HALA HELAL SÜT EMMİŞ BİLİM İNSANLARI VAR
Kanadalı bilim insanı, Kamboçyalı yoksul köylülerin demir eksikliği anemisi sorununu çözmek için bilimsel yayınları araştırdığında, yemeklerin demir tencerelerde pişirilmesi durumunda demirin gıdalara geçerek, demir içeriklerini arttırdığı bilgisine ulaşıyor. Bu bilgiyi yoksul insanların yararına nasıl kullanabileceğini düşünen Christopher Charles, Kamboçya kültüründe insanların balığın kendilerine şans getirdiğine inandığı gözlemiyle bilgiyi birleştirerek, balık şeklinde demirler döktürüyor. Şans Getiren Demir Balık adını verdiği dökümü, tencerede yiyeceklerle pişirildiğinde besinlere doğru yoğunlukta demir geçecek şekilde tasarlıyor.

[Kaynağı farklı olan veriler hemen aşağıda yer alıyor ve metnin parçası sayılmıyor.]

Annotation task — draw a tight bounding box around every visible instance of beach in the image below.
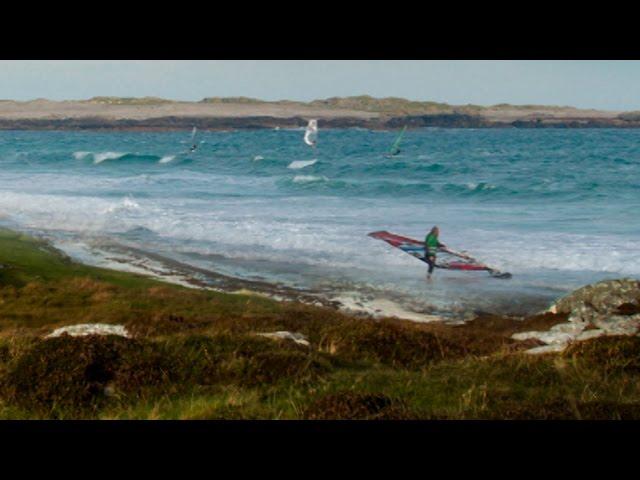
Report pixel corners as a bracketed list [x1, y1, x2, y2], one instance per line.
[0, 230, 640, 420]
[0, 96, 640, 130]
[0, 111, 640, 419]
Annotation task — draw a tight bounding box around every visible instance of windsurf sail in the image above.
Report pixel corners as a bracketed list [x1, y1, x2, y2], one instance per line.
[189, 127, 198, 152]
[304, 120, 318, 147]
[389, 125, 407, 156]
[368, 230, 511, 278]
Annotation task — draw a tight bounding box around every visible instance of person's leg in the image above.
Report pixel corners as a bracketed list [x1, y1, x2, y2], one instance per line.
[427, 255, 436, 278]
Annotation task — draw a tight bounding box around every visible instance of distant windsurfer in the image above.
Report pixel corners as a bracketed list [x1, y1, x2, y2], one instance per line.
[424, 226, 447, 279]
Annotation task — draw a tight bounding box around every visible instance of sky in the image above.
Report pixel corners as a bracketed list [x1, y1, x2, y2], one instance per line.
[0, 60, 640, 110]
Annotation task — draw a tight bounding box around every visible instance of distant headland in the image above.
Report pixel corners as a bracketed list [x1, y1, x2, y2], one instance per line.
[0, 95, 640, 130]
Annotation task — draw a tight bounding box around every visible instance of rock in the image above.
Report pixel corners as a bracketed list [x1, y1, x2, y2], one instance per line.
[511, 279, 640, 354]
[552, 278, 640, 321]
[256, 330, 309, 347]
[45, 323, 131, 338]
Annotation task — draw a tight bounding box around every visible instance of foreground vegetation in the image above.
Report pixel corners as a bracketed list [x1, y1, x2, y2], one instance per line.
[0, 230, 640, 419]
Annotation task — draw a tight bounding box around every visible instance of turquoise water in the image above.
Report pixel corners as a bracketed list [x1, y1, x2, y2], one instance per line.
[0, 126, 640, 312]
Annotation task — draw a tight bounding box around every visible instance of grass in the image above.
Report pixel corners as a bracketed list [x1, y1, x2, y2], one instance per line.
[0, 230, 640, 420]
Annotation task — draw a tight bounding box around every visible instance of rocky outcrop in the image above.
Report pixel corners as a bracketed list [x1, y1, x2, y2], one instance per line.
[0, 113, 640, 131]
[511, 279, 640, 353]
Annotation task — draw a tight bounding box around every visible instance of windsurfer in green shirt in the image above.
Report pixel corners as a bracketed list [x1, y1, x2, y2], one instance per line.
[424, 227, 447, 279]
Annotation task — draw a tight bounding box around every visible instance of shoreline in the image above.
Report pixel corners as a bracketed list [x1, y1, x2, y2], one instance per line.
[0, 96, 640, 131]
[0, 114, 640, 132]
[0, 229, 640, 420]
[47, 232, 450, 324]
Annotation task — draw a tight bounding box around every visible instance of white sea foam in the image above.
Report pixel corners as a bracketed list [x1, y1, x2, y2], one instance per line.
[293, 175, 329, 183]
[287, 159, 318, 170]
[73, 152, 93, 160]
[93, 152, 126, 165]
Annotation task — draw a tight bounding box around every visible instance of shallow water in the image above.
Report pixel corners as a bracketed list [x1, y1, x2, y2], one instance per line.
[0, 126, 640, 313]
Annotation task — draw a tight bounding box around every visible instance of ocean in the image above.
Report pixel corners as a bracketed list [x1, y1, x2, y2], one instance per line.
[0, 129, 640, 320]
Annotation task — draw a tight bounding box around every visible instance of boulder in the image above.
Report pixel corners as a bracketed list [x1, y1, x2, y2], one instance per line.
[511, 279, 640, 354]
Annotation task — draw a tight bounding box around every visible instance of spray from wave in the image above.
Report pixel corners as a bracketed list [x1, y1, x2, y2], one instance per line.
[287, 160, 318, 170]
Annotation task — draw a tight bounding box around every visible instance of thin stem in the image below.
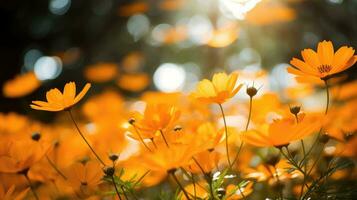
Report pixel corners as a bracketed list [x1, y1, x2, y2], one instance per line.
[68, 110, 105, 166]
[160, 129, 169, 148]
[208, 175, 216, 199]
[120, 186, 129, 200]
[274, 166, 284, 200]
[299, 140, 306, 199]
[150, 138, 157, 149]
[232, 141, 244, 166]
[245, 97, 253, 131]
[170, 171, 191, 200]
[111, 176, 122, 200]
[133, 170, 150, 187]
[24, 174, 39, 200]
[192, 156, 207, 176]
[218, 104, 232, 168]
[325, 80, 330, 115]
[46, 155, 67, 180]
[132, 124, 152, 152]
[191, 173, 197, 200]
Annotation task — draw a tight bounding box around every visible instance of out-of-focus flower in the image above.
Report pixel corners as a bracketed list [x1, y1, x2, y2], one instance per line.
[0, 140, 50, 173]
[0, 185, 30, 200]
[117, 73, 150, 92]
[191, 73, 242, 104]
[120, 51, 145, 73]
[226, 182, 253, 200]
[117, 155, 167, 187]
[130, 104, 181, 138]
[0, 112, 29, 136]
[207, 23, 239, 48]
[66, 161, 104, 197]
[142, 143, 196, 172]
[30, 82, 91, 112]
[244, 160, 302, 184]
[159, 0, 186, 11]
[246, 0, 296, 25]
[186, 151, 220, 174]
[84, 63, 118, 82]
[287, 40, 357, 79]
[3, 72, 41, 98]
[242, 114, 322, 147]
[118, 1, 150, 17]
[82, 90, 124, 124]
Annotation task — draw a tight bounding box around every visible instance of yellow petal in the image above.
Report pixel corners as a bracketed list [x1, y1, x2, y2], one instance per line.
[73, 83, 91, 104]
[301, 49, 321, 68]
[317, 40, 334, 66]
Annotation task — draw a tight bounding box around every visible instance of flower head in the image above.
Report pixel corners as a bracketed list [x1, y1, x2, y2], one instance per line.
[288, 40, 357, 79]
[191, 73, 242, 104]
[30, 82, 91, 112]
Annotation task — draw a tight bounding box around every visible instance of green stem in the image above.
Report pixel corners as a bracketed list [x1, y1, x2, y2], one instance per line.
[218, 104, 232, 168]
[68, 110, 106, 166]
[170, 171, 191, 200]
[111, 175, 122, 200]
[24, 173, 39, 200]
[245, 97, 253, 131]
[132, 124, 152, 152]
[160, 129, 169, 148]
[325, 80, 330, 115]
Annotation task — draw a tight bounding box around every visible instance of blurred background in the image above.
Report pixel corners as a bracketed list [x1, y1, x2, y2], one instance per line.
[0, 0, 357, 116]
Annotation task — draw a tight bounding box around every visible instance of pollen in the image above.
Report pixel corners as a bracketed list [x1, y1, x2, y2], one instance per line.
[317, 65, 332, 74]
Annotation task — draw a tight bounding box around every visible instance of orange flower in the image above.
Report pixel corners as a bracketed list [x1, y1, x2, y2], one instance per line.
[142, 143, 195, 172]
[130, 104, 180, 138]
[226, 182, 253, 200]
[66, 161, 103, 196]
[287, 40, 357, 80]
[207, 23, 238, 48]
[191, 73, 242, 104]
[3, 72, 41, 98]
[118, 1, 149, 17]
[0, 185, 30, 200]
[242, 114, 322, 147]
[244, 160, 303, 184]
[0, 140, 50, 173]
[180, 181, 209, 200]
[84, 63, 118, 82]
[30, 82, 91, 112]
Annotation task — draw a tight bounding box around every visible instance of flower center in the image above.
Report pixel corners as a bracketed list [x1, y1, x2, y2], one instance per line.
[317, 65, 332, 74]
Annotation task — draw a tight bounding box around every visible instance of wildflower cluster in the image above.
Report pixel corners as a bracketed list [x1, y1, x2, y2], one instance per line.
[0, 41, 357, 200]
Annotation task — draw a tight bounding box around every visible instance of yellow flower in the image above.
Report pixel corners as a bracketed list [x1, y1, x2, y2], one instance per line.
[30, 82, 91, 112]
[191, 73, 242, 104]
[288, 40, 357, 80]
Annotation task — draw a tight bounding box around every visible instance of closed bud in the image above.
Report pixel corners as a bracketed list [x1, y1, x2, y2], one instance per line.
[343, 133, 355, 142]
[217, 188, 226, 199]
[109, 154, 119, 162]
[246, 86, 258, 98]
[103, 167, 115, 176]
[31, 132, 41, 141]
[265, 154, 280, 166]
[290, 106, 301, 115]
[174, 125, 182, 131]
[128, 118, 135, 124]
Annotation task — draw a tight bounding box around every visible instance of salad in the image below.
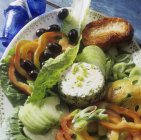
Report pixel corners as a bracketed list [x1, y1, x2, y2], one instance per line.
[0, 0, 141, 140]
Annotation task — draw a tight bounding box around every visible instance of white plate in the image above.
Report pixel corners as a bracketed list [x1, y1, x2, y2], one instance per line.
[0, 6, 141, 128]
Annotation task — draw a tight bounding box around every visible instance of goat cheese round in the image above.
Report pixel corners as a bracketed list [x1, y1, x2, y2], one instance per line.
[59, 63, 105, 107]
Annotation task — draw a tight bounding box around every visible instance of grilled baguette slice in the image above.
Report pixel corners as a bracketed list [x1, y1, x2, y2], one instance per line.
[82, 17, 134, 49]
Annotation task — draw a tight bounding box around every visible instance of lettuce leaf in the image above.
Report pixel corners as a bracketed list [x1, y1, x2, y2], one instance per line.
[62, 0, 91, 34]
[3, 107, 30, 140]
[77, 45, 106, 76]
[28, 40, 80, 102]
[0, 61, 27, 107]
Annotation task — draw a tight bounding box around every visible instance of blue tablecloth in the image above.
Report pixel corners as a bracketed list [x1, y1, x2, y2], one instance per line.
[0, 0, 141, 57]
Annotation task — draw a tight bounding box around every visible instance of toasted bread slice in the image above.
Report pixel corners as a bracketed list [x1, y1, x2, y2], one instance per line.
[82, 18, 134, 49]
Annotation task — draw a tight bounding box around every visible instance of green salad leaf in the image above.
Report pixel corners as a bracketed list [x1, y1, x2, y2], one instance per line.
[77, 45, 106, 76]
[62, 0, 91, 34]
[0, 63, 27, 107]
[28, 40, 80, 102]
[4, 107, 30, 140]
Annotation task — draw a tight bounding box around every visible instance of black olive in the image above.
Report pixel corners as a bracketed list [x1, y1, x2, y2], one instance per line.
[40, 50, 53, 62]
[47, 24, 61, 32]
[68, 29, 78, 44]
[58, 9, 69, 20]
[29, 70, 38, 80]
[48, 43, 62, 54]
[36, 28, 47, 37]
[21, 60, 36, 72]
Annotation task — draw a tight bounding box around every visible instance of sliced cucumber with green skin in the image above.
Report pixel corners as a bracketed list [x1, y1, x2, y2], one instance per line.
[23, 127, 58, 140]
[19, 96, 67, 134]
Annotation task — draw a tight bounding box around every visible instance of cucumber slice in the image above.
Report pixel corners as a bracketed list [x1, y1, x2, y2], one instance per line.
[19, 96, 68, 133]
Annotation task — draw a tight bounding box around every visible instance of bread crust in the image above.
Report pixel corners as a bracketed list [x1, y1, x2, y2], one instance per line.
[82, 17, 134, 49]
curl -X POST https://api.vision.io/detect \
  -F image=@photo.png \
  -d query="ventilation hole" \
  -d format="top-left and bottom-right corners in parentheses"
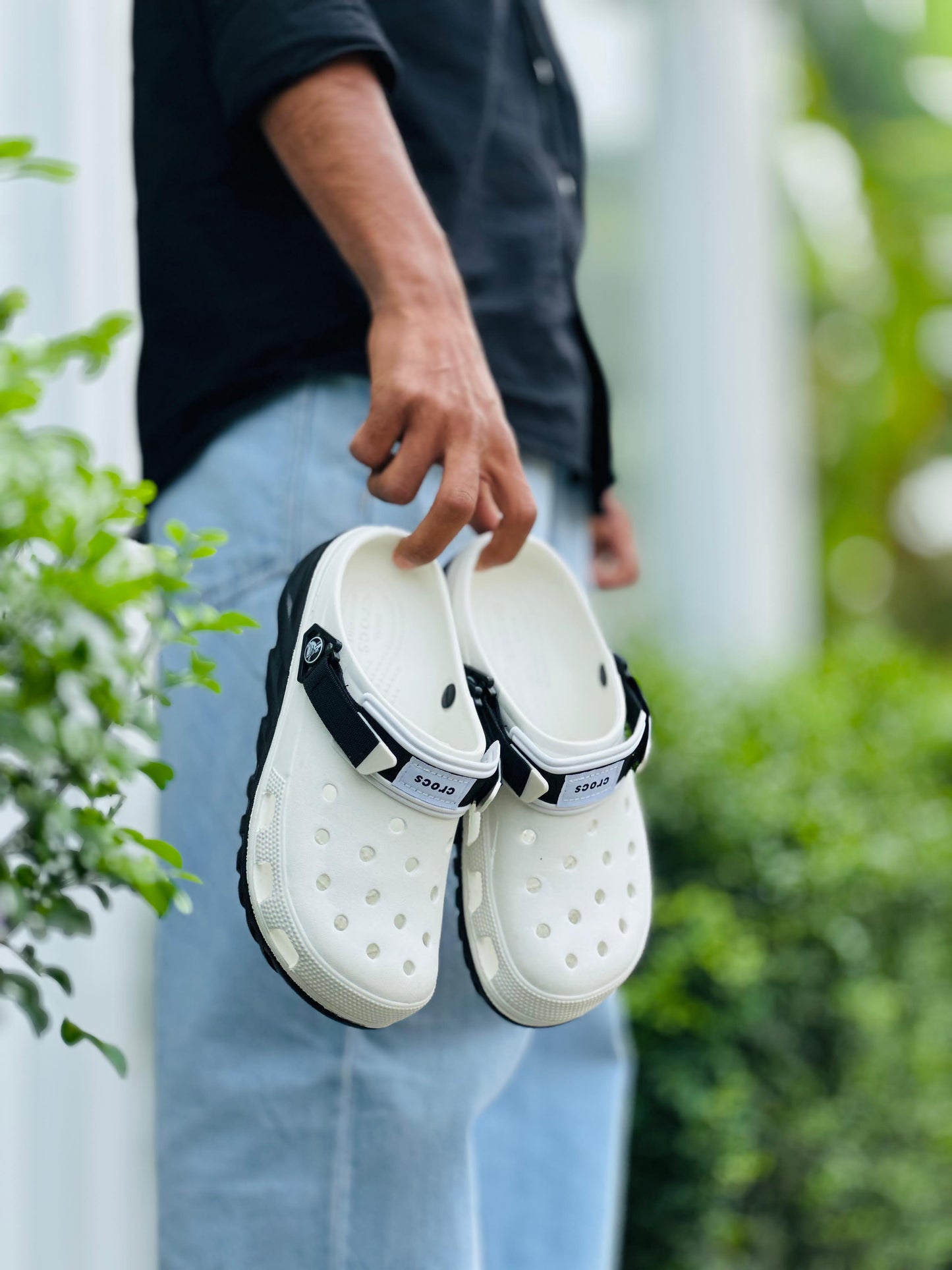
top-left (463, 869), bottom-right (482, 913)
top-left (255, 790), bottom-right (274, 833)
top-left (476, 935), bottom-right (499, 979)
top-left (268, 926), bottom-right (297, 970)
top-left (254, 860), bottom-right (274, 904)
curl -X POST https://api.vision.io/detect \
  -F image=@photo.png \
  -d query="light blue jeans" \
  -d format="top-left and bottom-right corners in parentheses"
top-left (152, 377), bottom-right (631, 1270)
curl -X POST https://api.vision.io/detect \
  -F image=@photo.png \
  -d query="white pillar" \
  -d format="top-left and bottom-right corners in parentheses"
top-left (642, 0), bottom-right (819, 667)
top-left (0, 0), bottom-right (156, 1270)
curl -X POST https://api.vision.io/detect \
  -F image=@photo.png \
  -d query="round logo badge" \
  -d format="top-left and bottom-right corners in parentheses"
top-left (304, 635), bottom-right (323, 666)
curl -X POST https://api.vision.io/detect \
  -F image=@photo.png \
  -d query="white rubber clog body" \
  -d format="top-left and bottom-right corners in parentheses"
top-left (448, 538), bottom-right (651, 1027)
top-left (240, 529), bottom-right (486, 1027)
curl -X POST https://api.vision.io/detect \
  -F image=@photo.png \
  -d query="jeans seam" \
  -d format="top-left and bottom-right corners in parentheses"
top-left (330, 1027), bottom-right (359, 1270)
top-left (286, 384), bottom-right (318, 571)
top-left (200, 560), bottom-right (289, 608)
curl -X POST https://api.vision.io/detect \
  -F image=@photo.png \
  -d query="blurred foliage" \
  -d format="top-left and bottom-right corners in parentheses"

Charles’ın reçetesi kapitalist tıp icra eden hekimlerin reçetesinden biraz farklı:

“İçine Şans Getiren Demir Balık konmuş su veya çorbayı 10 dakika kaynatın, sonra “balığı” alın, biraz limon sıkın (limon vücutta demirin emilmesini kolaylaştırmak için)”.

Bu reçete her gün doğru bir şekilde kullanıldığında, bir erişkinin günlük demir gereksiniminin yüzde 75’ini karşılıyor. Eyaletteki birkaç yüz köylü üzerinde yapılan deneyler, bir yıllık tedaviden sonra hastaların yarısına yakınının sorununun çözüldüğünü göstermiş.

İLAÇ ŞİRKETLERİNİN PAHALI TABLETLERİNDEN DAHA ÜSTÜN
Öykü burada bitmiyor. Demir ilaçları almaya parası yetenler belki “parası olmayanlar demiri kaynatmakla uğraşsın, biz ilacımızı içer sorunumuzu çözeriz” diye düşünebilir. Fakat Liverpool Tropikal Tıp Okulu Uluslararası Halk Sağlığı Bölümü başkanı Profesör Imelda Bates farklı düşünüyor:

“Bu tür yaklaşımlar gerçekten iğrenç olan demir tabletlerinden çok daha iyi. Kültürel olarak kabul edilebilir ve çok pahalı olmayan bir şeyse, anemi düzeyindeki herhangi bir iyileşmenin büyük faydası vardır”.

Bugün Kamboçya’da 2.500 aile “demir balık” kullanıyor ve demir balık üreticisi ülkedeki hastanelere ve sivil toplum kuruluşlarına 9 bin kadar demir balık dağıtmış. Kanadalı bilim insanı 7.6 cm uzunluğunda ve 200 gram ağırlığındaki bu balığın köylüler tarafından benimsenmesinden memnun.